Ceasefire pact for Aceh to be signed
INDONESIA’S move to sign a ceasefire agreement with separatist rebels in Aceh next week has drawn the ire of elements inthe armed forces (TNI), signalling a split between the civilian government and the military on how to end the violence in the province.
Human Rights Minister Hasballah Saad announced yesterday that Jakarta will sign the deal with the Free Aceh Movement (GAM) in Geneva next Friday.
He said that a truce would pave the way for a peaceful resolution to the long-running conflict.
Said a palace source: “It is a confidence-building measure. We cannot go into a dialogue with the rebels when every other day, people are being killed or injured.”
But senior military sources said that making peace with pro-independence guerillas was a step backwards for the country. “This is bad news for Indonesia,” an army general told The Straits Times. “It is de facto recognition of a rebel movement, and there is no guarantee that it will translate into reality because there will be militant separatists who will not want to stick with any peace deal until they get their independence.”
The palace source disclosed that the truce agreement was the brainchild of State Secretary Bondan Gunawan, who initiated a four-day meeting between Indonesian officials and several exiled Acehnese leaders in Geneva last month.
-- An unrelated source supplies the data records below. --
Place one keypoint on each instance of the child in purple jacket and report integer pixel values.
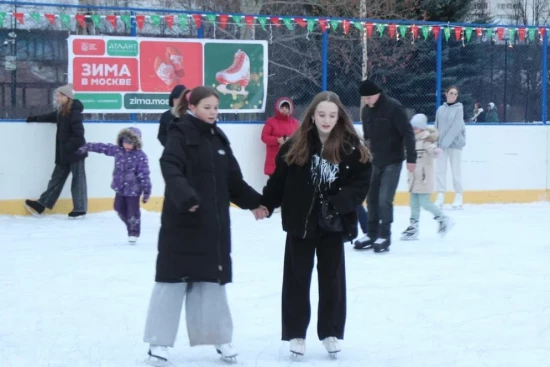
(130, 176)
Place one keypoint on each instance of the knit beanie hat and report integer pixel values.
(67, 90)
(420, 121)
(368, 88)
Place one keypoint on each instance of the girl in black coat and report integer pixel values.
(69, 138)
(322, 175)
(194, 252)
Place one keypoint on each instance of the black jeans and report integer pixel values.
(296, 308)
(382, 190)
(78, 186)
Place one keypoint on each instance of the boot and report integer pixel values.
(411, 233)
(440, 200)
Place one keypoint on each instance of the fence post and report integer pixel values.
(438, 71)
(133, 33)
(545, 78)
(324, 60)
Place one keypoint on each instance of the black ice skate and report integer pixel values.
(382, 245)
(364, 243)
(411, 233)
(34, 207)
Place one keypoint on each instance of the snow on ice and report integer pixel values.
(73, 293)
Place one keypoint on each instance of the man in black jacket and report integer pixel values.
(387, 131)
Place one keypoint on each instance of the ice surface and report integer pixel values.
(73, 293)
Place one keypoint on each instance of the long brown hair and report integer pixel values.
(342, 138)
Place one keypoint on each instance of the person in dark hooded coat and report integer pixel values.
(167, 117)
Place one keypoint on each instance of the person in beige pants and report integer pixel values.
(449, 121)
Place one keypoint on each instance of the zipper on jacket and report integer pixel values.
(220, 267)
(314, 194)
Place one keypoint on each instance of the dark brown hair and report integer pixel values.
(65, 108)
(342, 138)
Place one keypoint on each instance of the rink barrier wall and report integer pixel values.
(501, 164)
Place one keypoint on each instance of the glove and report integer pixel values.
(146, 198)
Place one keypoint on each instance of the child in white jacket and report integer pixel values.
(422, 180)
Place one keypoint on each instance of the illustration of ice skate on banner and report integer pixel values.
(237, 73)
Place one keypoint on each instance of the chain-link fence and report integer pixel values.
(500, 75)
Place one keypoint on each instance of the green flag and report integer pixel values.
(127, 20)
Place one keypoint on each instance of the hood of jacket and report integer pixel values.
(278, 112)
(133, 134)
(430, 134)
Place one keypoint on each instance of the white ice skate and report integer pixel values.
(332, 346)
(440, 200)
(445, 224)
(237, 73)
(228, 352)
(297, 347)
(158, 356)
(457, 203)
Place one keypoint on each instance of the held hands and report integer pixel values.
(260, 212)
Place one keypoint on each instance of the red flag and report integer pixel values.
(20, 17)
(140, 20)
(521, 34)
(458, 33)
(198, 20)
(436, 29)
(345, 25)
(249, 20)
(81, 19)
(323, 25)
(500, 33)
(414, 31)
(370, 27)
(50, 17)
(392, 30)
(223, 20)
(169, 19)
(112, 20)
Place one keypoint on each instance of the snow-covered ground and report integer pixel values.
(73, 293)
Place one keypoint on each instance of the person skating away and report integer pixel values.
(131, 177)
(449, 121)
(69, 137)
(167, 117)
(202, 177)
(322, 175)
(277, 130)
(387, 130)
(422, 180)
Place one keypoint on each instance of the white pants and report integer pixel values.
(455, 158)
(206, 309)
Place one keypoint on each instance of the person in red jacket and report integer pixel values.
(277, 130)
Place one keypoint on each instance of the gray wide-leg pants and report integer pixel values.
(206, 309)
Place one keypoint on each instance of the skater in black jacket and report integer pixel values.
(194, 250)
(322, 175)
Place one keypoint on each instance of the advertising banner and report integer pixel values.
(136, 75)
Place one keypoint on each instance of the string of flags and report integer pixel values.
(183, 20)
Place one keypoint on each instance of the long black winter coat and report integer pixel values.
(387, 129)
(298, 190)
(199, 168)
(70, 133)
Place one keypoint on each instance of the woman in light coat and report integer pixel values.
(421, 180)
(449, 121)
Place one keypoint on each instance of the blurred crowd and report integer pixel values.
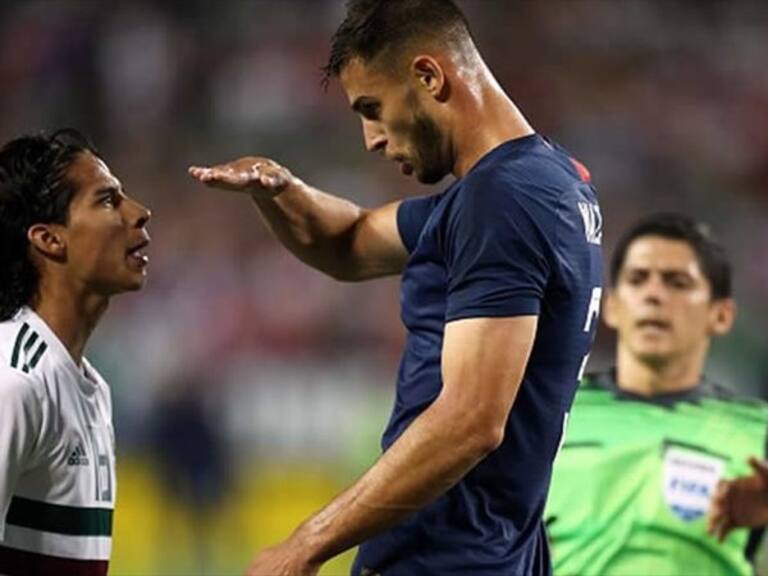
(666, 102)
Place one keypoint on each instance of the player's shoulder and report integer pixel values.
(18, 388)
(25, 342)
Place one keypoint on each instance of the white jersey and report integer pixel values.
(57, 456)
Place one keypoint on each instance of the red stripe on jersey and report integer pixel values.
(20, 563)
(582, 170)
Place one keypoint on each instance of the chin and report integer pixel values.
(430, 177)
The initiative gained even greater momentum after members of the Geneva-based Henry Dunant Centre for Humanitarian Dialogue visited Indonesian President Abdurrahman Wahid in Jakarta to offer to play a mediating role.
The source said that the non-governmental organisation, which was also present at the Geneva meeting, was instrumental in drafting the truce agreement.
Central to it is that the TNI and GAM would “stop offensive military operations” even though the police would continue conducting roadblocks and arresting armed civilians.
The Straits Times understands that two committees, made up of Indonesian officials and GAM members, would be set up to monitor the ceasefire over a three-month period once the accord is signed.
While the proposed deal would give the six-month-old government some “breathing space” after months of political uncertainty over Aceh, there are fears of sabotage by members of the military.
A presidential aide said: “There are factions in the TNI who are unhappy about the agreement and might sabotage it. They have all along been trying to wreck our peace efforts by using force blindly.” BREATHING SPACE, BUT …
WHILE the proposed deal would give the government some “breathing space” after months of political uncertainty over Aceh, there are fears of sabotage by members of the military. A presidential aide said : “There are factions in the TNI who are unhappy about the agreement and might sabotage it.”